A ruota libera

Alla Bevilacqua La Masa le biciclette di Franca Faccin
di Mariachiara Marzari

Fino al 25 settembre la Fondazione Bevilacqua La Masa ospita presso la Galleria di Piazza San Marco la mostra  dell’artista Franca Faccin dal titolo Giallo blu verde rosso. L’altalena dei giri di freni, a cura di Luisa Turchi con la collaborazione di Paolo Rosso.

Per raccontare la mostra personale dell’artista Franca Faccin dal titolo Giallo blu verde rosso. L’altalena dei giri di freni, inaugurata a fine agosto alla Fondazione Bevilacqua La Masa a Piazza San Marco, partiamo dal curatore, anzi dalla curatrice, Luisa Turchi, che con dedizione e impegno porta avanti progetti di indagine artistica su autori, come Franca, che attraverso il loro linguaggio pittorico concorrono «a rivelare a ciascuno di noi l’invisibile che è dentro i nostri occhi, l’indicibile che è dentro la nostra mente, il possibile che è nella nostra fantasia» (Enzo Di Martino, Dal pretesto visivo alla pittura, Venezia 1999).Attraverso un allestimento puntuale, la mostra restituisce l’alfabeto concettuale e mediterraneo del “libero girovagare in pittura” dell’artista originaria di Vicenza, nota soprattutto per il sintetismo iconico delle sue biciclette, divenute assoluto portabandiera di libertà come condizione primaria dell’esistere.«È questo il mio credo: lentezza e rapidità, leggerezza e pesantezza, sottrazione e verticalità, nella sintesi dell’“impalpabile pulviscolo della luce” che ci avvolge, che fa sparire attraverso il colore la gravità delle cose» (Franca Faccin, Festina Lente, 2003).

Franca Faccin, Mercato, 1997

La sua estemporanea metafisica del colore e il suo segno minimalista restituiscono dunque sulla tela biciclette, giri di freni e gru, eliche di aeroplani, mercati a volo d’uccello, che si susseguono senza sosta nello spazio della luce.Franca Faccin è stata autrice di una favola per bambini La Bicicletta e il mare, che da sola introduce alla genesi della sua ricerca pittorica, disvelata in mostra da più di sessanta opere fra dipinti e disegni.
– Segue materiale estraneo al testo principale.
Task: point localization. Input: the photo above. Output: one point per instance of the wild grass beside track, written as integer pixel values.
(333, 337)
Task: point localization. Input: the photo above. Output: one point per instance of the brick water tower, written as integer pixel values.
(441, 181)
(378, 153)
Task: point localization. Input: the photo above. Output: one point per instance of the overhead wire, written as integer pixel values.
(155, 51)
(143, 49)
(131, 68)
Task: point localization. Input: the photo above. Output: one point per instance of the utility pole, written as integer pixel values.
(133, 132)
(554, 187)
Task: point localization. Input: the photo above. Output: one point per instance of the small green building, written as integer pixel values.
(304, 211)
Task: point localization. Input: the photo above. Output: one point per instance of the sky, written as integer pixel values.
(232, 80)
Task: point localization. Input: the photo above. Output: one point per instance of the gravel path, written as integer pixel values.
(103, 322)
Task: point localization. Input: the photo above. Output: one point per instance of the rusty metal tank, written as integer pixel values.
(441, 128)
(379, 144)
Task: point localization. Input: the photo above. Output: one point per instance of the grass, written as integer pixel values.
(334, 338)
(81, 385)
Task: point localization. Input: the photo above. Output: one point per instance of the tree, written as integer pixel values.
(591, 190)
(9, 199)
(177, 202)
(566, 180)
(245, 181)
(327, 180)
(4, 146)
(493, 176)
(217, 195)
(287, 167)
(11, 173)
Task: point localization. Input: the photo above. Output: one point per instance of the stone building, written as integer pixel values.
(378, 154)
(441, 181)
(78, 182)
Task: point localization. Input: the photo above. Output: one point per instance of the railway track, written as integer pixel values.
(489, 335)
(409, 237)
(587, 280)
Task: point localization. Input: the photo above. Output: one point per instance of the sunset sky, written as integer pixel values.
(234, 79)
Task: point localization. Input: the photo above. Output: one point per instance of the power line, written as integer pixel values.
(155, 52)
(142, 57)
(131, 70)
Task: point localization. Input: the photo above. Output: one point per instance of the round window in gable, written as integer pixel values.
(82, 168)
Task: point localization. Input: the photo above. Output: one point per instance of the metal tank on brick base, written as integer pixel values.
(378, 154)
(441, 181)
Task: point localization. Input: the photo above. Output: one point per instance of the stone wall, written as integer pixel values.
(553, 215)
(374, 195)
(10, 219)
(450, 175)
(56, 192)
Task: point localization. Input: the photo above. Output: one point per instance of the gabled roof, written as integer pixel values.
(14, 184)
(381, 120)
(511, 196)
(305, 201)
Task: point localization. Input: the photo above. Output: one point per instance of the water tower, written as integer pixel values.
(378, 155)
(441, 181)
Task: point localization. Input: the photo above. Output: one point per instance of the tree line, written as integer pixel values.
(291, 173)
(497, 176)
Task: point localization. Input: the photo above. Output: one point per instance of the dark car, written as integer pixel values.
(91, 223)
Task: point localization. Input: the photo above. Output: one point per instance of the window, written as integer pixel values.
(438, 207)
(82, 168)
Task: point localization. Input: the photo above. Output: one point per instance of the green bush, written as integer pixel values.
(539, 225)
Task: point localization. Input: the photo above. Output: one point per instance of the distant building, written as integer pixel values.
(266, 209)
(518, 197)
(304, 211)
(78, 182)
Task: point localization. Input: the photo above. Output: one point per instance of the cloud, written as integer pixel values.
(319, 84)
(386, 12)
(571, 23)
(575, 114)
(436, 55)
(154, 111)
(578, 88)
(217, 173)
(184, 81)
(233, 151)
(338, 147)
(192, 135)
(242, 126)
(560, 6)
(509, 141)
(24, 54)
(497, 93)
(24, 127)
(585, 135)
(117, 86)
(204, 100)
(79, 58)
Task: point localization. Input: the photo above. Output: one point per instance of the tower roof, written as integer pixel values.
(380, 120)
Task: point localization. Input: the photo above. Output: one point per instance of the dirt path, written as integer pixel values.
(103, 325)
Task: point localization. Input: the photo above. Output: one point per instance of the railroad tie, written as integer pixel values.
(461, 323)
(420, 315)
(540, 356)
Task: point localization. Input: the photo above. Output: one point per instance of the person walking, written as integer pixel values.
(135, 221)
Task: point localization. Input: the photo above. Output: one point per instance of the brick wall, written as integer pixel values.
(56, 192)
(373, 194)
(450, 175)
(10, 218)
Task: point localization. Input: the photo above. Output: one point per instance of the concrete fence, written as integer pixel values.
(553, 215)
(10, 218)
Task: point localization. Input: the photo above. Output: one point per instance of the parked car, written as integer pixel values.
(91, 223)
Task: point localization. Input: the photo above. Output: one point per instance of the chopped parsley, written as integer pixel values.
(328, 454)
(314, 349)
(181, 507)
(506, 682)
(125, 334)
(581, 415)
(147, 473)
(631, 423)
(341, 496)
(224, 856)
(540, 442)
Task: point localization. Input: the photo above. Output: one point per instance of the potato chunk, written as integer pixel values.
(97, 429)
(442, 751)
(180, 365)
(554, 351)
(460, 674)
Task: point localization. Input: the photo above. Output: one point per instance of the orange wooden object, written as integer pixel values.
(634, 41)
Gli spicchi delle ruote sono dipinti con i colori primari e complementari, e per accostamento richiamano una solarità altisonante d’arlecchino, mentre le ruote sono “ribaltate” come allegri ombrelloni. Il suo sguardo rivolto a Bruno Munari, facendo l’occhiolino a Klee, non impedisce il raggiungimento di uno linguaggio personale semplice e complesso quanto originale. La mostra si configura come un sogno naif, in cui la ricerca di equilibri strutturali e formali, nonché coloristici prelude a significati impercettibili. L’imprevedibilità che nasce nella reiterazione di grafismi dal sapore orientale con un’anima occidentale è energia primitiva allo stato puro e al contempo desiderio di pace e interiore armonia. A fine dalla mostra si esce consapevoli che quello di Franca Faccin è un linguaggio figurativo estetico e ideologico emozionale, destinato a rimanere come un codice impenetrabile, una partitura musicale contemporanea che sa «di aria, di vento, di luce», pur rimanendo immobile sulla tela e sulla carta.